Because there is limited data about previous years because the dataset had to be constructed by hand, I needed to process the data to expand the dataset as well as fix class imbalance. I explored various methods of doing this in Analysis.ipynb
and evaluated their efficacy by seeing how models trained on them performed (in terms of accuracy and how much accuracy varied). The method which worked best was simply to invert each game's data to effectively double the size of the training set.
features_new = -1 * features_old
label_new = 2 if label_old = 1 else 1
- Used an ensemble of classifiers
- Adaboost Classifier and Support Vector Machine trained on ppg, oe, de, fge, or, rpi, epr, winp, seed
- Support Vector Machine trained on ppg, oe, de, fge, or, rpi, epr, winp
Both Adaboost and the SVM performed the best on the dataset. They had the highest average accuracy in 10-fold cross-validation with the lowest variance in accuracy. Logically, this makes sense because an SVM is merely finding the best separation plane of the data, and Adaboost is finding the best separation boundaries for each features.
The model I predicted would fare the best was the ensemble of classifiers which I mentioned above. I also kept track of how each individual classifier fared.
All models fared significantly better than if they had made random choices. They also fared better than a human with minimal knowledge about college basketball (me).
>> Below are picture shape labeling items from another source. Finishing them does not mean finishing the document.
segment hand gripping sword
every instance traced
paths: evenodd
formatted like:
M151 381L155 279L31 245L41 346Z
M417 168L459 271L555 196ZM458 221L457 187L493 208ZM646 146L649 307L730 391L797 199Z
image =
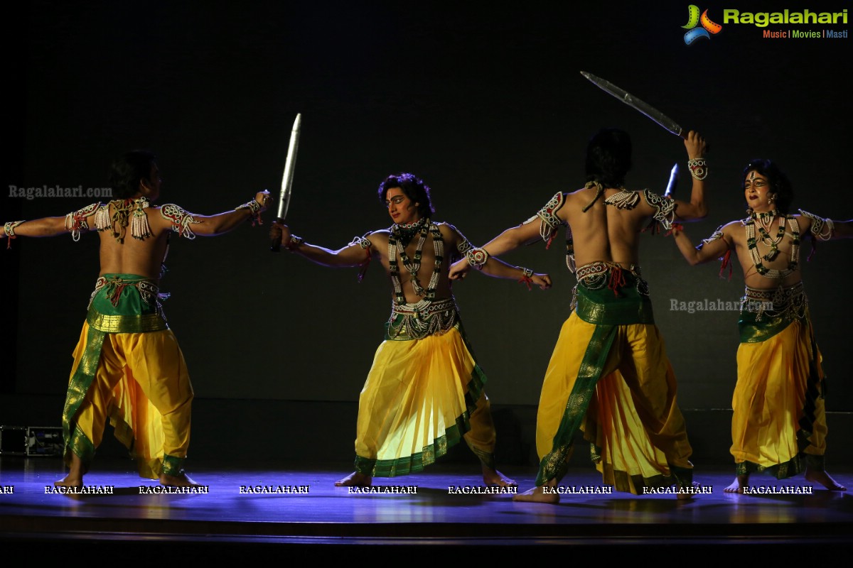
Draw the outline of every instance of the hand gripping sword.
M290 192L293 186L293 169L296 167L296 151L299 146L299 129L302 126L302 114L296 115L293 121L293 129L290 132L290 146L287 147L287 158L284 162L284 175L281 176L281 196L278 200L278 215L276 221L283 223L287 216L287 207L290 206ZM281 240L270 244L270 250L279 252L281 249Z
M659 124L663 126L664 129L666 129L672 134L676 135L676 136L681 136L682 138L687 140L688 135L682 129L682 127L679 126L678 123L676 123L676 121L674 121L672 118L670 118L668 116L666 116L655 107L643 102L640 99L637 99L635 96L634 96L628 91L623 89L619 89L612 83L610 83L609 81L605 81L600 77L595 77L592 73L588 73L585 71L582 71L581 75L583 75L587 79L591 81L592 83L596 87L598 87L599 89L615 96L617 99L625 103L629 106L640 111L647 117L648 117L654 122L658 123Z

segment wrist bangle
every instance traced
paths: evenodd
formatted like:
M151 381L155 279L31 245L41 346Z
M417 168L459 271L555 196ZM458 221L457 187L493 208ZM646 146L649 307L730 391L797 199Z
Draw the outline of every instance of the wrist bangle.
M701 181L708 177L708 163L704 158L695 158L688 160L688 168L690 169L690 175L695 180Z
M17 238L18 235L15 234L15 228L26 221L11 221L8 223L4 223L3 226L3 232L6 233L6 238L8 242L6 243L6 249L12 248L12 239Z
M252 219L252 227L254 227L257 223L258 225L263 225L264 221L261 221L261 208L263 206L252 199L252 201L247 201L242 205L235 208L235 211L239 211L240 209L248 209L249 218Z
M530 268L523 268L522 267L518 267L518 269L521 271L521 278L519 278L519 283L527 286L527 290L532 290L531 284L533 284L533 271Z
M489 253L485 249L471 249L465 253L468 264L477 270L483 270L483 265L489 261Z
M288 241L287 246L286 246L285 248L287 250L293 252L293 250L299 249L299 245L302 244L303 243L305 243L305 240L301 237L297 237L296 235L291 235L290 241Z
However, for the most part, they did not do better than the bracket which merely picked the Highest Seed to win. Only the SVM which did not take into account seed fared better than the High Seed bracket. This might indicate that taking into account seed does not allow the model to generalize well because statistically, seeding is a strong indicator of who will win a game. Another interesting point is that the ensemble method did the worst of all the models. It is unclear why this was the case.
The graph of cumulative scores demonstrates that almost brackets fared mostly the same in the early rounds, but towards, the end, the SVM which did not take seed into account won because fewer error's propagated throughout the rounds.